На первый перевал вышли в полночь. Ветер бесился, завывал в голых скалах. Свет фонарика слепнул на расстоянии вытянутой руки, и в его призрачном робком луче, будто дым, клубился холодный пар. Дышалось тяжело, ноги дрожали.
Надо было пустить вторую ракету, однако Тихонов, махнув рукой, спрятал ракетницу снова в рюкзак: бесполезное дело. Перевал в тучах, ракету не увидишь и за сто метров.
Потом был крутой каменистый спуск, на котором даже Чалка кряхтел и екал селезенкой, потом, оглохшие от недавней высоты, мокрые от дождя и пота, они переходили вброд леденящую Медведку.
Вострухин оказался невезучим до крайности. Сначала обронил топорик, торчавший за поясом, потом Чалка наступил ему на ногу, на ту самую, которая и без того уже была натерта до кровяной мозоли. И в заключение умудрился потерять во время переправы сапог. Тихонов на берегу его отчитывал: надо же соображать, черт возьми!

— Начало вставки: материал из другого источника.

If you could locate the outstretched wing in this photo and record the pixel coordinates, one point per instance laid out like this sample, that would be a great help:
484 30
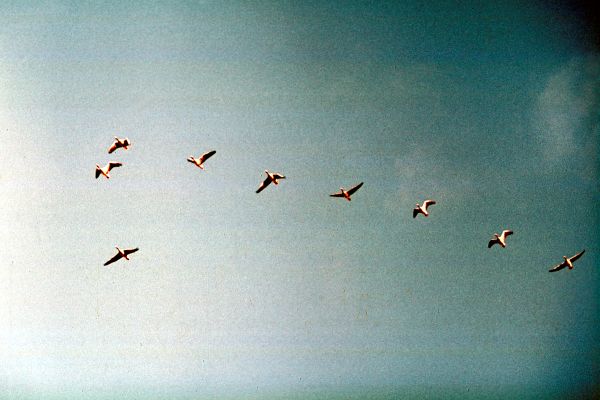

Сержант невозмутимо ухмылялся, перематывая запасной парой портянок ногу. Вместо подошвы он привязал бечевкой обломок толстой листвяжной коры.
Тихонов светил ему фонариком, сердито ворчал: куда теперь с ним, с таким? Чалка и так еле дышит, паром исходит.
– Преодолеем, – сказал Вострухин. – Это, я вам скажу, даже лучше. Ведь нога-то какая? Опять же левая, пострадавшая. В сапоге было больно. А теперь, пожалуйста – топай.
– Далеко не утопаешь.
– А почему? Вон я читал: римские легионеры в таком виде пол-Европы отшагали. В одних сандалиях на босу ногу…
Небо стало светлеть, когда они вышли к Березовому седлу, последнему перевалу. Он был невысок, но тропа к нему лежала через каменные зубья россыпей.
Эти несколько километров оказались самыми тяжелыми – два часа они карабкались к вершине. Конечно, могли пойти обходной дорогой, но потеряли бы полдня. А им надо было спешить – за Березовым седлом открывалась Варнацкая падь.